Evaluated cases Exact execution matches Development accuracy
130 115 88.5%

This is not an official BIRD leaderboard score

This is a partial development evaluation, not the complete 500-case Mini-Dev set. It uses BIRD's provided evidence and combines rerun slices after compiler improvements. It must not be compared directly with official leaderboard submissions.

How BIRD Evaluation Works

For each case, the benchmark runner:

  1. loads the question, database ID, evidence, and gold SQL;
  2. gives the question, schema, and evidence to the configured IntentQL pipeline;
  3. compiles and executes IntentQL's plan;
  4. executes the gold SQL against the same Postgres database;
  5. compares the returned values while ignoring row order by default.

IntentQL is scored on execution result equality, not SQL string similarity. Different SQL is accepted when it returns the same answer.

How We Treat Mismatches

Every mismatch is counted as a mismatch until it is independently resolved. During development, mismatches are classified into categories such as:

  • missing compiler expressiveness;
  • schema or evidence resolution errors;
  • ambiguous natural-language questions;
  • differing but defensible interpretations;
  • potentially inconsistent gold SQL;
  • model hint failures;
  • execution or infrastructure failures.

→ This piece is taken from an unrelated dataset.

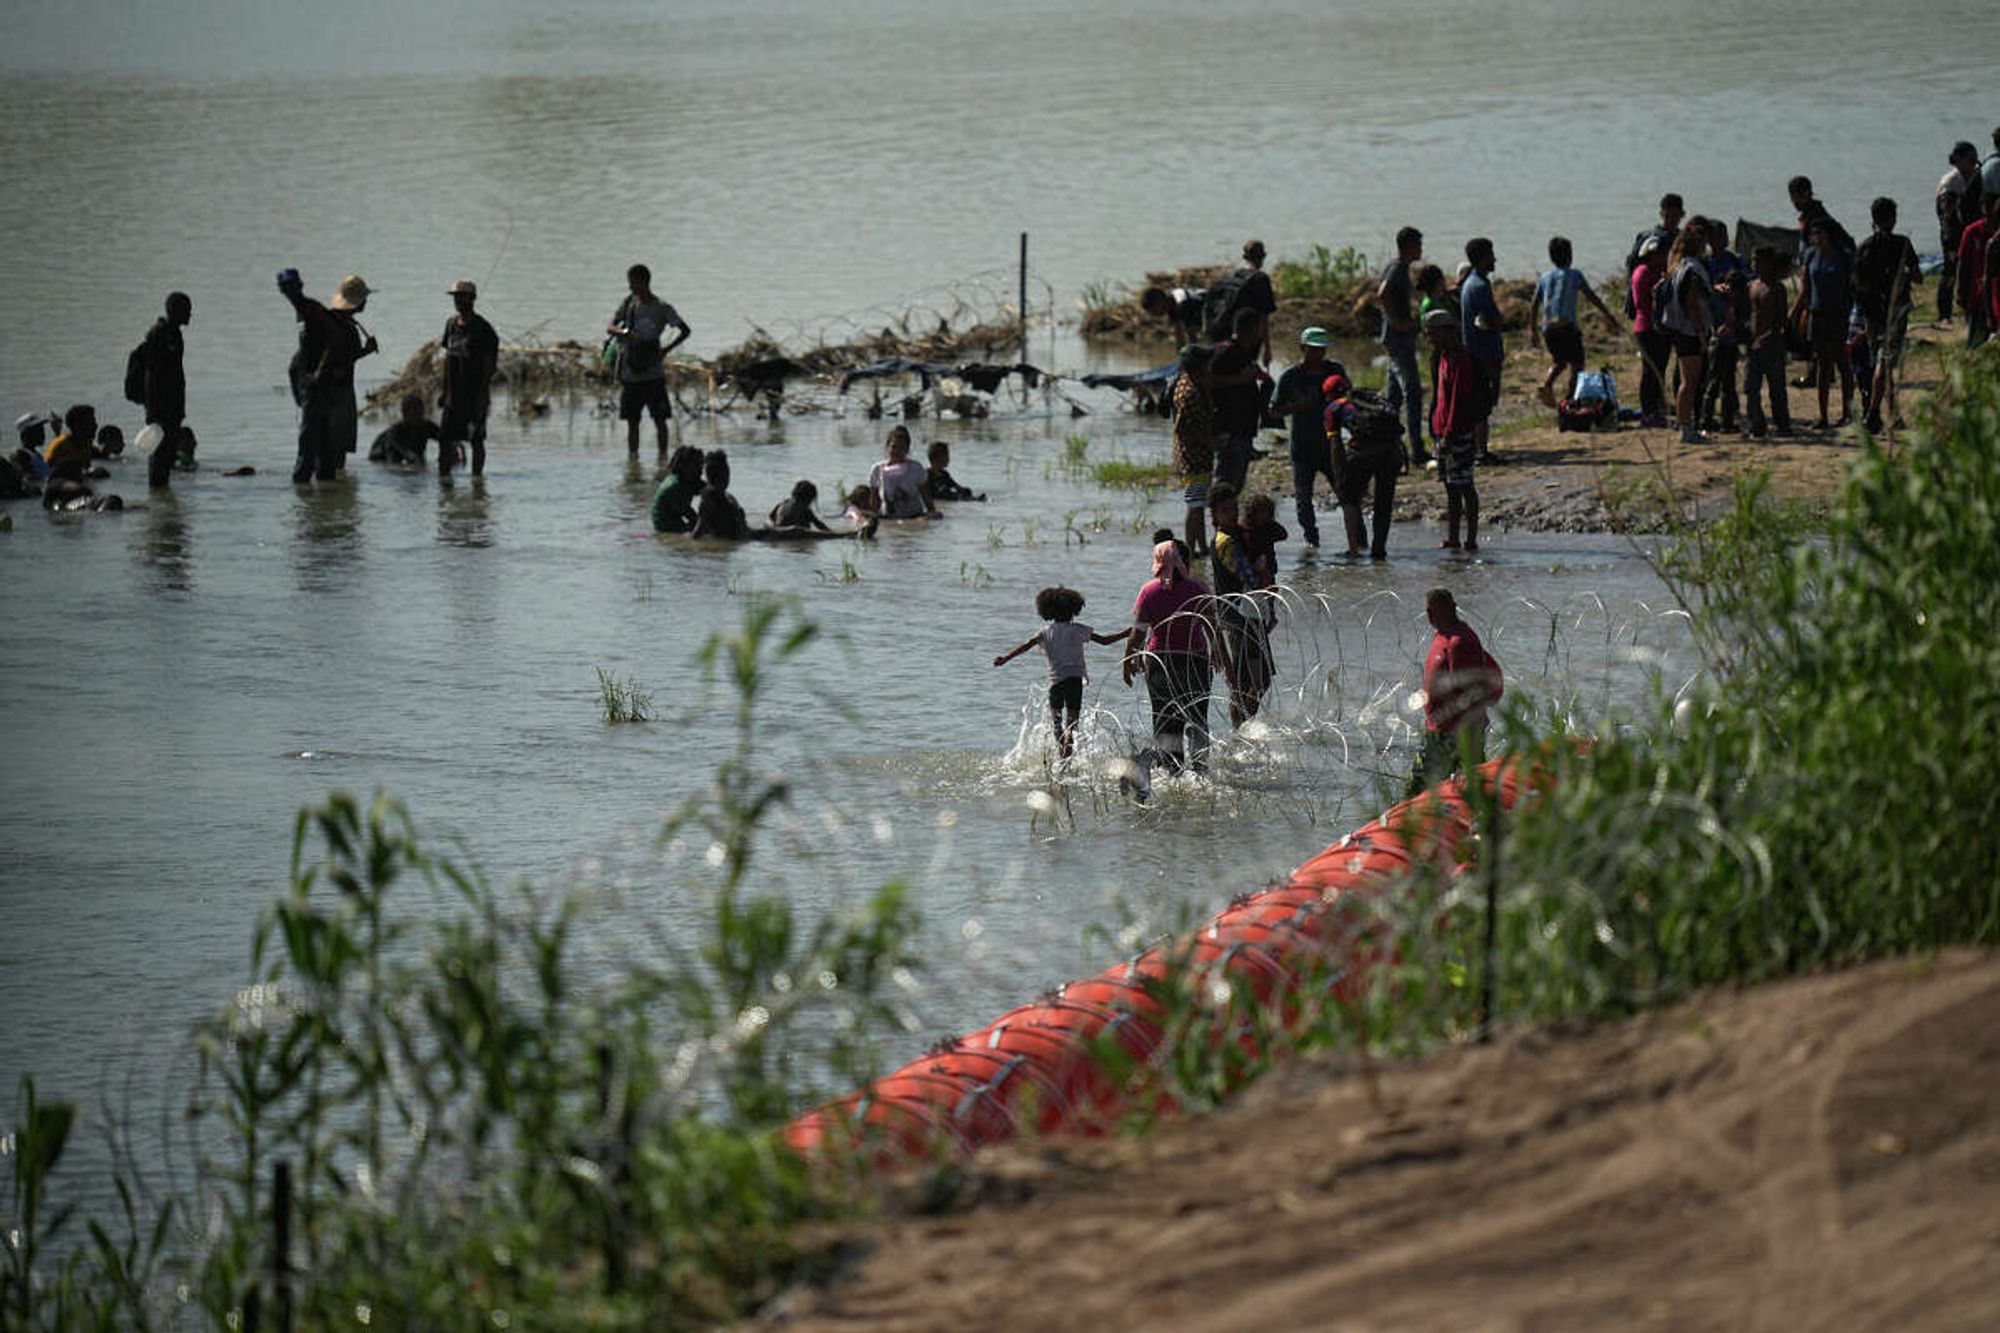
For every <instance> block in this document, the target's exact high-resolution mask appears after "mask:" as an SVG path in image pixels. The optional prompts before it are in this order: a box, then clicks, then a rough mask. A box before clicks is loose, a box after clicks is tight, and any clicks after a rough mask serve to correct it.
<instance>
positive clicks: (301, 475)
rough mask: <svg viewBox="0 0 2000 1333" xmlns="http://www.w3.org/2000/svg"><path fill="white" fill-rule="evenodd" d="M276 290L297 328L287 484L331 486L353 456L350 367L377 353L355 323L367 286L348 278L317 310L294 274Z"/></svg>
mask: <svg viewBox="0 0 2000 1333" xmlns="http://www.w3.org/2000/svg"><path fill="white" fill-rule="evenodd" d="M278 290H280V292H284V298H286V300H290V302H292V310H294V312H296V314H298V322H300V330H298V352H296V354H294V356H292V396H294V398H296V402H298V406H300V418H298V460H296V462H294V464H292V480H294V482H298V484H304V482H308V480H314V478H318V480H334V476H338V474H340V468H342V466H344V464H346V460H348V454H352V452H354V434H356V426H358V420H356V412H354V362H358V360H360V358H362V356H372V354H374V352H376V340H374V334H370V332H368V330H364V328H362V326H360V322H358V320H356V318H354V316H358V314H360V312H362V310H366V308H368V294H370V292H368V284H366V282H362V280H360V278H358V276H356V274H348V276H346V278H342V280H340V286H338V288H336V290H334V298H332V300H330V302H328V304H324V306H322V304H320V302H316V300H312V298H310V296H306V288H304V282H302V280H300V276H298V270H296V268H286V270H284V272H280V274H278Z"/></svg>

Benchmark ambiguity is not used to quietly inflate the score. When a gold query appears inconsistent with its question, the case remains a reported mismatch unless the benchmark maintainers or a documented adjudication process establishes otherwise.

No Reward Hacking

BIRD is a measuring instrument, not the product specification.

Compiler changes made in response to a benchmark failure must express a general semantic capability. Core logic must not contain:

  • BIRD case IDs;
  • benchmark database or domain names;
  • known question text;
  • expected benchmark answers;
  • branches that exist only to satisfy one dataset.

Improvements should be supported by domain-neutral regression tests and must preserve previously correct behavior.

Reproduce the Property Tests

From the IntentQL repository:

python test/test_main.py lint
python test/test_generic_planner_resolution.py

Reproduce BIRD Mini-Dev

BIRD data is downloaded separately and is not bundled with IntentQL.

python test/benchmark/bird_minidev.py --dry-run --limit 10
python test/benchmark/bird_minidev.py --limit 25 --llm mistral

The benchmark runner, setup instructions, and schema-generation utility live in test/benchmark/ in the main repository.

Publication Standard

Before presenting a complete Mini-Dev result as a project headline, we intend to publish:

  • one clean run over all 500 cases;
  • exact model and configuration;
  • commit SHA;
  • execution-comparison policy;
  • attempted, correct, wrong, skipped, and infrastructure-failure counts;
  • categorized mismatches;
  • reproducible commands.

Until then, partial scores are labeled as development results.